Section 12B TMA 1970 + Section 1133-1142 CTA 2009 - keep for 6 years after the relevant accounting period filing deadline. Required records: invoice / receipt for each capex purchase showing: supplier, item description, cost (excluding VAT), date acquired, date brought into use. Capital allowances register: most accounting software (Xero, QuickBooks, Sage, FreeAgent) maintains a capital allowances ledger automatically. Decision documentation: if claiming AIA on borderline-qualifying items (mixed-use, integral features, large software purchases), document the reasoning. HMRC may challenge years later. Pool tracking: for assets going into main pool (above AIA cap), maintain ongoing pool balance: opening pool + additions - disposals = closing pool, then 18% WDA on closing pool. Sage / Xero handle this automatically. HMRC enquiry rate: 1 in 50 corporation tax returns get a capital allowances review, slightly higher for large capex years or industries with HMRC compliance focus (construction, hospitality, technology startups claiming software AIA on subscriptions).

Can I claim AIA on items I bought BEFORE starting trade?
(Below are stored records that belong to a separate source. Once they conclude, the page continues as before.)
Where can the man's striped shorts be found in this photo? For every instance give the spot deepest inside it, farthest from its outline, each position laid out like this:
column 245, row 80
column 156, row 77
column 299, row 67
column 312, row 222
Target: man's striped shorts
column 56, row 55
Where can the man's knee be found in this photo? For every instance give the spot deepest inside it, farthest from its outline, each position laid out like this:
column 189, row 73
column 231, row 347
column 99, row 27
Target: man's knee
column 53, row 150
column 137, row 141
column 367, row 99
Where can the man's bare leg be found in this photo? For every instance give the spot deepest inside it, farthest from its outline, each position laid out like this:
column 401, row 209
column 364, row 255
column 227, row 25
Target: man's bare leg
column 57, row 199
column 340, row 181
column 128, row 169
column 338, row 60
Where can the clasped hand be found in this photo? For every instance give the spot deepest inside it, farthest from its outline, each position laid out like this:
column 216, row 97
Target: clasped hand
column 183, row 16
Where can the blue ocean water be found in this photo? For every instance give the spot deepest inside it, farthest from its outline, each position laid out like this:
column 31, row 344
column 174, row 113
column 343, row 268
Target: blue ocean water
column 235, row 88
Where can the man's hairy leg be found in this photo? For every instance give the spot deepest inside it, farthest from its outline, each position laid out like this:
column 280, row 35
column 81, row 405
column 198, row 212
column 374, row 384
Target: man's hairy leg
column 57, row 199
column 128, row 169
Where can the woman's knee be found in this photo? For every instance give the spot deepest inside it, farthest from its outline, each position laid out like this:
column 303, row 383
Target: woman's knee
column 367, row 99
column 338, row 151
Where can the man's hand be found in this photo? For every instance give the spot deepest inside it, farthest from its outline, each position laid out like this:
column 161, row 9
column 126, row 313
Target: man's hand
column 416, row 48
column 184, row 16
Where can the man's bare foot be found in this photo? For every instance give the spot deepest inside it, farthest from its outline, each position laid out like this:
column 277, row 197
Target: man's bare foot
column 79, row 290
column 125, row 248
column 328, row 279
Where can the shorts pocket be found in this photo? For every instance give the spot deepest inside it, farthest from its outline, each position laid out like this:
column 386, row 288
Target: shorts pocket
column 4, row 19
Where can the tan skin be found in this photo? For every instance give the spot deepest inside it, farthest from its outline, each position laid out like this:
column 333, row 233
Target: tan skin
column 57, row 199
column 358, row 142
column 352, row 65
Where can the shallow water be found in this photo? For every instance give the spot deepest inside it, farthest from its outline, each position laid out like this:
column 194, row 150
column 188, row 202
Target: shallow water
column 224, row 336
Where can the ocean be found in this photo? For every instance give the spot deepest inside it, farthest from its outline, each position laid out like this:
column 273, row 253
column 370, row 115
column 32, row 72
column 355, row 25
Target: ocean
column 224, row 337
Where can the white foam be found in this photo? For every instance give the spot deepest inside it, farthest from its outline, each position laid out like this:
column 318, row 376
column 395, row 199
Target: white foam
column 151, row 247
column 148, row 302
Yes via "pre-trading expenditure" rules (Section 12 + 13 CAA 2001). Capex incurred up to 7 years before trading commencement can be claimed as AIA in the FIRST year of trading. Conditions: (1) item must qualify for AIA under standard rules at the time of pre-trading purchase; (2) item must be brought into use in the trade once trading begins; (3) you held the item as a "person who would have been chargeable to tax if there had been a trade" during the gap period. Worked example: bought workshop equipment in 2024 in anticipation of starting a business, actually started trading 2026/27. The 2024 equipment is treated as acquired on the trade-start-date in 2026/27 for AIA purposes. AIA can be claimed on the FULL pre-trading capex up to £1m. Useful for: founders building up equipment before incorporation, R&D-stage startups capitalising expensive lab equipment. Less useful for: small purchases under £1k (just claim as revenue expense at trade start instead). Keep ALL receipts + dates from pre-trading period.

How does AIA work with the Super-Deduction and Full Expensing succession?

Super-Deduction (April 2021 - March 2023): temporary 130% first-year deduction on new plant + machinery. Companies effectively got £1.30 of deduction per £1 of capex - more generous than AIA's 100%. ENDED 31 March 2023. Replaced by Full Expensing (1 April 2023 onwards): 100% deduction (same as AIA but no £1m cap), companies only, new + unused plant + machinery only. Permanent under Spring Budget 2024 announcement. 50% First Year Allowance for Special Rate (April 2023 onwards): 50% first-year deduction on new + unused special-rate-pool plant (integral features, long-life assets). The remaining 50% goes into the special rate pool at 6% WDA. Stack with AIA: AIA can be used FIRST on special-rate-pool items (full 100%) before exhausting the £1m cap; remaining special-rate capex can then use the 50% FYA. Many tax advisors recommend AIA-first for SRP items to maximise the special-rate benefit, then Full Expensing for main-pool excess. Sole traders / partnerships only have AIA + standard pool WDAs - no Full Expensing or 50% FYA available to them.